The Consequences of Fear by Jacqueline Winspear

Writing: 4/5 Characters: 4/5 Plot: 3.5/5

Number 16 in the Maisie Dobbs series starts in October, 1941. As Britain is well immersed in WWII, Maisie is working with the War Office to psychologically vet potential recruits for undercover work in Nazi Germany — young, determined men and women who face low survival rates. Simultaneously, Maisie gets involved in a murder witnessed by a young (and disbelieved) boy that ties into high-level espionage with high-level allies.

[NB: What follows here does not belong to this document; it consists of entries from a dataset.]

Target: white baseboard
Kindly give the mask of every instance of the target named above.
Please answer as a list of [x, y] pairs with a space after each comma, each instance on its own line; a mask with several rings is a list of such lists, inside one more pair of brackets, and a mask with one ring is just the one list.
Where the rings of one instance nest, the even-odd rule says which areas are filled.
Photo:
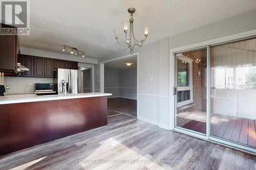
[[126, 97], [126, 96], [119, 96], [120, 98], [124, 98], [124, 99], [133, 99], [133, 100], [136, 100], [136, 98], [130, 98], [130, 97]]
[[158, 127], [160, 128], [162, 128], [162, 129], [164, 129], [167, 130], [169, 130], [169, 126], [168, 125], [166, 125], [166, 124], [161, 124], [161, 123], [158, 123]]
[[157, 122], [157, 121], [155, 121], [155, 120], [154, 120], [152, 119], [150, 119], [149, 118], [145, 118], [144, 117], [139, 116], [138, 117], [138, 119], [141, 120], [141, 121], [143, 121], [143, 122], [148, 123], [151, 124], [153, 124], [153, 125], [158, 126], [160, 128], [164, 129], [165, 129], [167, 130], [169, 130], [169, 126], [168, 125], [159, 123]]
[[141, 120], [143, 122], [145, 122], [151, 124], [153, 124], [153, 125], [155, 125], [156, 126], [158, 126], [158, 122], [157, 122], [157, 121], [155, 121], [154, 120], [150, 119], [147, 118], [141, 117], [141, 116], [140, 116], [138, 115], [137, 116], [138, 116], [137, 118], [138, 120]]

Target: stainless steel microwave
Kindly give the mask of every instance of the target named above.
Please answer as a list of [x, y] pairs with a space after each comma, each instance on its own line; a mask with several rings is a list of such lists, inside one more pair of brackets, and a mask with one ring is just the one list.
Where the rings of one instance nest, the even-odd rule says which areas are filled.
[[53, 83], [35, 83], [35, 91], [53, 91]]

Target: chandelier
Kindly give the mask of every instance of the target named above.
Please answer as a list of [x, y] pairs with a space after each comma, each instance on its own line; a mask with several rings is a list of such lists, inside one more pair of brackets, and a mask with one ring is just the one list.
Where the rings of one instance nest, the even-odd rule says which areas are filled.
[[[128, 45], [128, 48], [130, 49], [131, 54], [133, 54], [134, 52], [134, 48], [135, 46], [138, 46], [139, 47], [142, 46], [142, 44], [146, 39], [146, 37], [148, 35], [148, 27], [145, 27], [144, 28], [144, 36], [145, 38], [144, 39], [142, 39], [141, 40], [138, 40], [134, 36], [134, 32], [133, 28], [133, 22], [134, 19], [133, 18], [133, 14], [135, 12], [135, 9], [133, 8], [130, 8], [128, 9], [128, 12], [131, 14], [131, 18], [130, 19], [130, 31], [129, 33], [128, 33], [128, 25], [129, 23], [128, 22], [123, 22], [123, 31], [125, 33], [125, 38], [126, 38], [126, 43]], [[119, 34], [118, 31], [117, 30], [115, 30], [115, 35], [116, 36], [116, 39], [117, 42], [119, 43], [118, 41], [119, 38]], [[133, 42], [132, 41], [133, 40]]]

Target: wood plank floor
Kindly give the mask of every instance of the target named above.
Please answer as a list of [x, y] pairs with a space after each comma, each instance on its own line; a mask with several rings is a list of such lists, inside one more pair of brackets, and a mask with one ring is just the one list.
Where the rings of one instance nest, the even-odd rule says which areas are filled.
[[108, 99], [108, 110], [137, 117], [137, 100], [116, 98]]
[[0, 157], [12, 168], [255, 169], [256, 157], [110, 111], [107, 126]]
[[[206, 114], [179, 113], [180, 127], [202, 133], [206, 131]], [[256, 147], [256, 120], [221, 114], [211, 116], [211, 135]]]

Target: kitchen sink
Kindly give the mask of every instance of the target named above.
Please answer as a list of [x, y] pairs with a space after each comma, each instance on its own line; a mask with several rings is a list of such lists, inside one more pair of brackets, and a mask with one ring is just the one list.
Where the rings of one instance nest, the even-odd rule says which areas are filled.
[[[76, 95], [77, 94], [68, 94], [67, 96], [70, 96], [70, 95]], [[41, 95], [41, 96], [65, 96], [65, 94], [48, 94], [48, 95]]]

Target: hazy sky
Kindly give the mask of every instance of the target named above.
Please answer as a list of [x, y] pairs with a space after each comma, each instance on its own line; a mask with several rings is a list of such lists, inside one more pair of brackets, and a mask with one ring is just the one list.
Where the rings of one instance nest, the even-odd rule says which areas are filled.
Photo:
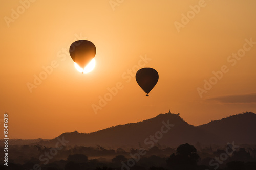
[[[0, 6], [0, 120], [9, 113], [10, 138], [89, 133], [169, 109], [195, 126], [256, 112], [255, 1], [21, 2]], [[68, 53], [78, 39], [96, 46], [88, 74]], [[149, 97], [134, 77], [141, 67], [159, 75]]]

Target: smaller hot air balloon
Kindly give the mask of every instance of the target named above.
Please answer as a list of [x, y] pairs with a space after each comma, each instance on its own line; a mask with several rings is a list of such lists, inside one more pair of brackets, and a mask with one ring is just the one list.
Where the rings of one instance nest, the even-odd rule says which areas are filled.
[[158, 81], [158, 73], [151, 68], [143, 68], [138, 70], [136, 75], [136, 81], [148, 96], [148, 93]]
[[95, 45], [87, 40], [74, 42], [69, 48], [69, 53], [73, 60], [82, 69], [94, 58], [96, 51]]

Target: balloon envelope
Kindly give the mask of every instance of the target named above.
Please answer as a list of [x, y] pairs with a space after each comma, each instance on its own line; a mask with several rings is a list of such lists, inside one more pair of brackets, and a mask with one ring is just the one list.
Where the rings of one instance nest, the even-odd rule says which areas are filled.
[[143, 68], [138, 70], [136, 73], [136, 81], [142, 89], [147, 93], [148, 93], [155, 87], [158, 81], [158, 73], [154, 69], [151, 68]]
[[96, 47], [91, 41], [78, 40], [70, 45], [69, 54], [76, 63], [81, 68], [84, 68], [95, 56]]

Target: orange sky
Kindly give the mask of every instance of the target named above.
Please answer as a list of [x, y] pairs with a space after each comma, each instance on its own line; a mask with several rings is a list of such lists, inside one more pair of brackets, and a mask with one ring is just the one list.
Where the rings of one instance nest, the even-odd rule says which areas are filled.
[[[0, 6], [0, 120], [9, 113], [10, 138], [89, 133], [169, 109], [194, 125], [256, 112], [256, 1], [22, 1], [26, 8]], [[65, 52], [78, 39], [97, 48], [89, 74]], [[140, 65], [159, 75], [148, 98], [132, 77]], [[30, 89], [43, 67], [50, 74]], [[206, 90], [205, 79], [215, 84]], [[117, 83], [117, 94], [94, 111]]]

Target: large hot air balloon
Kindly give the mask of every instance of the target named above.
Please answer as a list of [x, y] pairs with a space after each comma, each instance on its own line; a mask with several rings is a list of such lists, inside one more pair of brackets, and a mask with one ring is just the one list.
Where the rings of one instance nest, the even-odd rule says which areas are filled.
[[73, 60], [81, 68], [84, 68], [95, 56], [96, 47], [91, 41], [78, 40], [70, 45], [69, 53]]
[[137, 82], [146, 93], [146, 96], [148, 96], [148, 93], [157, 84], [158, 78], [157, 71], [151, 68], [141, 68], [136, 76]]

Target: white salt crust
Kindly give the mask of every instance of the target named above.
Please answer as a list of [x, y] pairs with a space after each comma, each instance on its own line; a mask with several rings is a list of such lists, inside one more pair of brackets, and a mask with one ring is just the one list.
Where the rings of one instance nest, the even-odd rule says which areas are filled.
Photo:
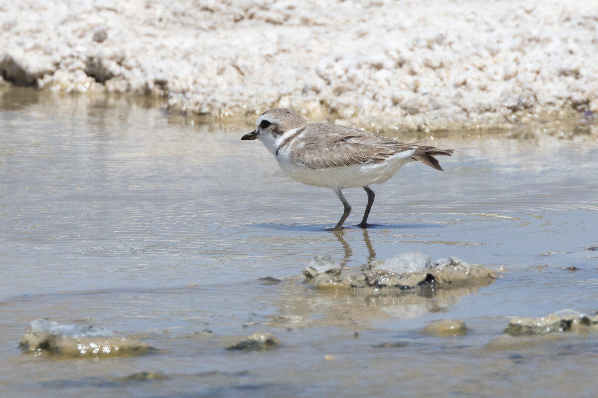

I like the Maisie Dobbs series because each book moves us forward in time. Starting in the post WWI era, each installment features challenging situations that are set in the specific events of that period of history — it reminds me of one of my favorite British mystery series: Foyle’s War. Maisie is an interesting and ever-evolving character, leading an unusual investigation practice that blends psychology, forensic science, philosophy, and compassion in approaching tangled, often avoided or ignored problem knots. An appealing cast of expanding supporting characters helps set the mood and context.

Thank you to Harper and NetGalley for providing an advance copy of this book in exchange for my honest review. The book will be published on March 23rd, 2021.

The Kitchen Front by Jennifer Ryan (Historical Fiction / Women’s Fiction)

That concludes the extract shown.